Udemy and Google have already stepped in and stepped up, providing what some educational establishments resist: easily accessible content delivered in a way that suits current students’ needs.
We’re riding the wave of change at Kortext. Our name kind of gives away what we do: providing the essential reading for university courses. And we don’t come with long queues for the library or late fines – we’re always open, always available and always online. Student engagement, which has traditionally been measured via scribbled notes on feedback forms, is easier than ever to track digitally. When done effectively, and with proper consideration to privacy concerns, we have the power to change the very nature of education away from the recent trend of one to many driven by HE expansion, back to to one to one as tutors and students once again can connect and collaborate with ease.
Inevitably, this will require change in the way things have been previously done. Just as Uber, Spotify and Starling inspired an alteration in the modus operandi of their industries, so it will be in the education sector. How things operate has to alter. A university library, for instance, will become a meeting place and study area with the library staff being guides to discovery – search engines with a heart. The traditional “student pays” model will also change as users expect to access content in a cohesive integrated manner free to them, given the tuition fees already paid.

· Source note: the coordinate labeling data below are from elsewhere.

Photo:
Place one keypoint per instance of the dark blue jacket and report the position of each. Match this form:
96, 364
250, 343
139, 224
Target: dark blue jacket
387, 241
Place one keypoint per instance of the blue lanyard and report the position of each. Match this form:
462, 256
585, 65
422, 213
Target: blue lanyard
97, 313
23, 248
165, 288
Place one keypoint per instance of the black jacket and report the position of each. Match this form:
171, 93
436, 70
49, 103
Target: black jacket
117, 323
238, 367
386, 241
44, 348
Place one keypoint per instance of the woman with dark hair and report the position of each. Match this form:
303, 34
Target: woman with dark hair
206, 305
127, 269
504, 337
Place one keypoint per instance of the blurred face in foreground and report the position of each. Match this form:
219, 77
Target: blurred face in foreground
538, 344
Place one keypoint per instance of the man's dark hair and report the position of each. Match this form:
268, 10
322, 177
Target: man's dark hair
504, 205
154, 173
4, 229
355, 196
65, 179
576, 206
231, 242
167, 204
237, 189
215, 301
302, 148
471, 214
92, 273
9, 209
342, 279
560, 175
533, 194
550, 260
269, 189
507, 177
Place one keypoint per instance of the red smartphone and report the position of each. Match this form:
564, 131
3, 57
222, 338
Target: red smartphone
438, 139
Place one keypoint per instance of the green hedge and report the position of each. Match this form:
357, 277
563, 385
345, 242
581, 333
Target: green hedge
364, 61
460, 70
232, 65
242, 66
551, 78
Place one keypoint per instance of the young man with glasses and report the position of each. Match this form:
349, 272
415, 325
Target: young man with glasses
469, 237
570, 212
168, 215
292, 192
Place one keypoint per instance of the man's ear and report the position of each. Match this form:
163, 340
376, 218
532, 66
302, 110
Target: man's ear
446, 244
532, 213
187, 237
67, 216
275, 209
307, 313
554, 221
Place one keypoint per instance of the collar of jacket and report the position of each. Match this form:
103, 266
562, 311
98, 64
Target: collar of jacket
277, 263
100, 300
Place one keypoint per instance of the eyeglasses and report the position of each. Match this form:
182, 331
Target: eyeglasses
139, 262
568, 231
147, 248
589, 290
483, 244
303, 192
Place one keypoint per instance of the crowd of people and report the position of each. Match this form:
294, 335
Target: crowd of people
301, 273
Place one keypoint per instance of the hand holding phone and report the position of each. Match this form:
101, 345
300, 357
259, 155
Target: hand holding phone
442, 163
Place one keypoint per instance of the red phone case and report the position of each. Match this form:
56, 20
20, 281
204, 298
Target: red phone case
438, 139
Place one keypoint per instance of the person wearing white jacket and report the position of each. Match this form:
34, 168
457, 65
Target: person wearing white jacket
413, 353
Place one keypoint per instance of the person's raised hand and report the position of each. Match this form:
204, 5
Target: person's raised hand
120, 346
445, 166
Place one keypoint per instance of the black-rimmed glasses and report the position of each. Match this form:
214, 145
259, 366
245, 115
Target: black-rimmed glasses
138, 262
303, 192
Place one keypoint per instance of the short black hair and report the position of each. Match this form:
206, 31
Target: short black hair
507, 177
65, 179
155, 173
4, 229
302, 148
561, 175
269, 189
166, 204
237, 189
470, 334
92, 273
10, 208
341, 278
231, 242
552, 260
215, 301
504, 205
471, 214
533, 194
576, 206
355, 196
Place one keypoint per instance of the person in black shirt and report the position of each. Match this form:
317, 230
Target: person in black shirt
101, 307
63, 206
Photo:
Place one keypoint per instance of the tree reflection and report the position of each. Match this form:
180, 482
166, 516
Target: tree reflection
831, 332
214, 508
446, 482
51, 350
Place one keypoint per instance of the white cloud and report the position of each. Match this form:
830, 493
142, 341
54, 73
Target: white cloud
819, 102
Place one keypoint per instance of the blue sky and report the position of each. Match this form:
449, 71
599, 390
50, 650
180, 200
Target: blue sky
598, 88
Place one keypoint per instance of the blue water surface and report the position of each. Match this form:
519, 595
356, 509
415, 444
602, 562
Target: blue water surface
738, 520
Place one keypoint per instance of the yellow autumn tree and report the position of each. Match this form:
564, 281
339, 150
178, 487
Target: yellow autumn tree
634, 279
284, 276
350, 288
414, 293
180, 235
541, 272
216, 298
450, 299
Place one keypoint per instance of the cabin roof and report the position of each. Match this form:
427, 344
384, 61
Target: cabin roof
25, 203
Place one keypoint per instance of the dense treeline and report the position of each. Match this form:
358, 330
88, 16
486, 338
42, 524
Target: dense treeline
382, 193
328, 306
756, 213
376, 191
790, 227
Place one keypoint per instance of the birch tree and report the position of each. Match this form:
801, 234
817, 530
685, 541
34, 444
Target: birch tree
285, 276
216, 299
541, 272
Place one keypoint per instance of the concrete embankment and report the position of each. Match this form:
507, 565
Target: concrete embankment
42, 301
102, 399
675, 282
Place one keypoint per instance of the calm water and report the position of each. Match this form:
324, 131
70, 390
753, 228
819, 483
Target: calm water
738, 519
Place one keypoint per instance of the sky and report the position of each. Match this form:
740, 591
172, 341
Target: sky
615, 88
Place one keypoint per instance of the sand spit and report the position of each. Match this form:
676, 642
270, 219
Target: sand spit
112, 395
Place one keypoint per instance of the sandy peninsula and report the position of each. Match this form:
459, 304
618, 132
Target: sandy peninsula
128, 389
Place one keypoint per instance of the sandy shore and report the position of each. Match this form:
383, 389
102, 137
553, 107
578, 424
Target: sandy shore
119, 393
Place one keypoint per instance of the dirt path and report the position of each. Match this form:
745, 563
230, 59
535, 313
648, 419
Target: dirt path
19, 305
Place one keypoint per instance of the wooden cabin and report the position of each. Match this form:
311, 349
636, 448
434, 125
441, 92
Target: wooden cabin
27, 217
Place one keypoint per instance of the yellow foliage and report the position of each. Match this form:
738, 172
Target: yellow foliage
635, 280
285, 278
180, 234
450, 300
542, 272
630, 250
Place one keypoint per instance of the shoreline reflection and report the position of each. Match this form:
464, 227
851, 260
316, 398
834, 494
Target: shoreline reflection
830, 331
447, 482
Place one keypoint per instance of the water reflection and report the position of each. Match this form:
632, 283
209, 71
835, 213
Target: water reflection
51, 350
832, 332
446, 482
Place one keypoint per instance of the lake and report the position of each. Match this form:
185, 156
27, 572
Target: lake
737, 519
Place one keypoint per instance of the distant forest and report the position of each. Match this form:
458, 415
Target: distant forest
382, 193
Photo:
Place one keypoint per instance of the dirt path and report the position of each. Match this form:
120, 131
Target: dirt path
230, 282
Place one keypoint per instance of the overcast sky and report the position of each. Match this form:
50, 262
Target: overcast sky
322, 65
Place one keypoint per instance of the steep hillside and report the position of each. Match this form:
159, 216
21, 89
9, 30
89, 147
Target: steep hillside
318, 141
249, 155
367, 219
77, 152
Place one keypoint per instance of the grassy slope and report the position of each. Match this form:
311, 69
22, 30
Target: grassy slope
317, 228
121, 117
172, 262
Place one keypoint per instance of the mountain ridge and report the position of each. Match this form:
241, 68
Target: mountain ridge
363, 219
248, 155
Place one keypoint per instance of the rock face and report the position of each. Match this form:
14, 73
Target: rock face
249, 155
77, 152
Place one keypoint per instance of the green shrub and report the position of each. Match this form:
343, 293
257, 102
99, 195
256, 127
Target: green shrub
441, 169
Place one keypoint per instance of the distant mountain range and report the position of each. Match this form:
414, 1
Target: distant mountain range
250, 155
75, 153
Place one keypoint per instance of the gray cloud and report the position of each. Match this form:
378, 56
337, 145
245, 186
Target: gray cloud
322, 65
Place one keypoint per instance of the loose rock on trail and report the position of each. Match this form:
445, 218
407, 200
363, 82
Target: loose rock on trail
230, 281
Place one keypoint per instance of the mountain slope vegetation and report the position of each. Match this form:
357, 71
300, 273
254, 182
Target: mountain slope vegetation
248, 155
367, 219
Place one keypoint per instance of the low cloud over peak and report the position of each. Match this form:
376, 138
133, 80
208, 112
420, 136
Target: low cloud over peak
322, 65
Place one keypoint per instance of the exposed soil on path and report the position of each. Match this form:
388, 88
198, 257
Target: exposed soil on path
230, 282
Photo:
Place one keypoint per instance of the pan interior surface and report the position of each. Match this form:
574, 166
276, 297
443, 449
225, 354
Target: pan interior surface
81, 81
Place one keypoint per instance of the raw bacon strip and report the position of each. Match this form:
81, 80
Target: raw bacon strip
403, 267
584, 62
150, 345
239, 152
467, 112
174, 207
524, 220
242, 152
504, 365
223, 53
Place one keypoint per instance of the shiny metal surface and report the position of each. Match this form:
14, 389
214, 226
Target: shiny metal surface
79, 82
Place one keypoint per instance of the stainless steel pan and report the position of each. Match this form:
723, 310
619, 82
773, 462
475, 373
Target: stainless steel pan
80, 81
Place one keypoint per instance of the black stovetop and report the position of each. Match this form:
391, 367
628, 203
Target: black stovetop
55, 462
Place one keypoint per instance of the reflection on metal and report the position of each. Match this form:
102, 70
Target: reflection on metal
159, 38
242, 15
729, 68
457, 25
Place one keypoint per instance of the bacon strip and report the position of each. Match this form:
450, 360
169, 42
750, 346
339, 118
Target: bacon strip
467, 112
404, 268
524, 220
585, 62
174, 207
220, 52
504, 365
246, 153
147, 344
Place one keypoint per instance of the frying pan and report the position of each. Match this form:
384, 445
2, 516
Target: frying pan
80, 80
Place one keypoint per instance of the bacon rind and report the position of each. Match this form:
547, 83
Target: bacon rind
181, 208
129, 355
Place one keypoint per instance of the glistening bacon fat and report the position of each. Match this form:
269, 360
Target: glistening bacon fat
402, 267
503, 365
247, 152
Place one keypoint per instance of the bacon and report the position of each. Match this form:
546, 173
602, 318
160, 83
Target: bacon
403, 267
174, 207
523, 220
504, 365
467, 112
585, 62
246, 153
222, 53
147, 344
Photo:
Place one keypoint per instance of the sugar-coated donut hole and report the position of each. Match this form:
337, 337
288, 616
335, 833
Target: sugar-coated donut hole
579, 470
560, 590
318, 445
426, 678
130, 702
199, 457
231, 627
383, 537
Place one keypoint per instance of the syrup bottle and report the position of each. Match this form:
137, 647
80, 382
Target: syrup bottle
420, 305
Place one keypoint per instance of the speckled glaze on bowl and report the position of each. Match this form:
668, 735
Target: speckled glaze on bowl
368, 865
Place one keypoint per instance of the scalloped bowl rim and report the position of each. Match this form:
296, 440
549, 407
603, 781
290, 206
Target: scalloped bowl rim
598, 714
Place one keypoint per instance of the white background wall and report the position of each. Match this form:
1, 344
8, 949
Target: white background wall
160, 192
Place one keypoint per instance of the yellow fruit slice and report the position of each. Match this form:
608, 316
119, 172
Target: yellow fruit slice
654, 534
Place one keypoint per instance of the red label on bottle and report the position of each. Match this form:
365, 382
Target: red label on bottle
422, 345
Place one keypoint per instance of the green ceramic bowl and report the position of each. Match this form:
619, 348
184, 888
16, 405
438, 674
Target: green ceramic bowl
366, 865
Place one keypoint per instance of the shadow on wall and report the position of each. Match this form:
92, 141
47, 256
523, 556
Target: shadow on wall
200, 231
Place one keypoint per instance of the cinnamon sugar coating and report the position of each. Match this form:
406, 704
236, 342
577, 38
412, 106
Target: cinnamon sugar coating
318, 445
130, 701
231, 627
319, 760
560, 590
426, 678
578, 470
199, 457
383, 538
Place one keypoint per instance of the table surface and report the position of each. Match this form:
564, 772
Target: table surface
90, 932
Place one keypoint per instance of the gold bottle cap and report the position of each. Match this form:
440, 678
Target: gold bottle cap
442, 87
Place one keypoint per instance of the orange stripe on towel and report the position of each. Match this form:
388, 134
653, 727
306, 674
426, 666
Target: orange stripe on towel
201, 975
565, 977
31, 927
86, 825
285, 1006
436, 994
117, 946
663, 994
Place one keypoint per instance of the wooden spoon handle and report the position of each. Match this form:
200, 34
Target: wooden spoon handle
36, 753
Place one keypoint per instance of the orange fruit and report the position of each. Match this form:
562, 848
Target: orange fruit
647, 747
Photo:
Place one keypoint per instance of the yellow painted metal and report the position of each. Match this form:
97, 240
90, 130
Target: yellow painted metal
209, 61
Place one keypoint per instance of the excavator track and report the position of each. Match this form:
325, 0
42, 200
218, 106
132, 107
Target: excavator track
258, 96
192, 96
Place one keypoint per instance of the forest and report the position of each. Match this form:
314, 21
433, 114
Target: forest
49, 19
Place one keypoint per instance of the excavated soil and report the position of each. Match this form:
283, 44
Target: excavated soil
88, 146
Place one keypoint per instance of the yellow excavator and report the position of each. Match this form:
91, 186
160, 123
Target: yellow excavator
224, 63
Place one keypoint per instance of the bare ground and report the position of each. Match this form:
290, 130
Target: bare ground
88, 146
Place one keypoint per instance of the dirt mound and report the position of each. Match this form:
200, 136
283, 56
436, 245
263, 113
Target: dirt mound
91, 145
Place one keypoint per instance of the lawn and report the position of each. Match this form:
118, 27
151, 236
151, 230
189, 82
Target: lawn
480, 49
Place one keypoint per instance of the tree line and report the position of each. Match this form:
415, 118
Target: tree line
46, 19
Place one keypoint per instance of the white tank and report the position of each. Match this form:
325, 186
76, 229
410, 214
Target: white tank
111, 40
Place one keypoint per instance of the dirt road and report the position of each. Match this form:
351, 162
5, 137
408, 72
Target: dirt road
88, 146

Our sector’s last real existential challenge came when polytechnics evolved into universities. Today the same educational establishments face a new opportunity: integration. The opportunity exists to deliver a world-class, integrated experience for the student whether they are sitting a lecture hall, at home or indeed joining from the library. This integration and connection can last way beyond graduation as the student can maintain connection to their institution using digital platforms to both receive and contribute thinking that will move society forward. This is how the next generation of difference makers will create benefit for all.
The need to educate isn’t going anywhere. In fact, it’s one of the most important tools we have to make the world better for everyone. It’s time to grasp the nettle – like Kodak didn’t.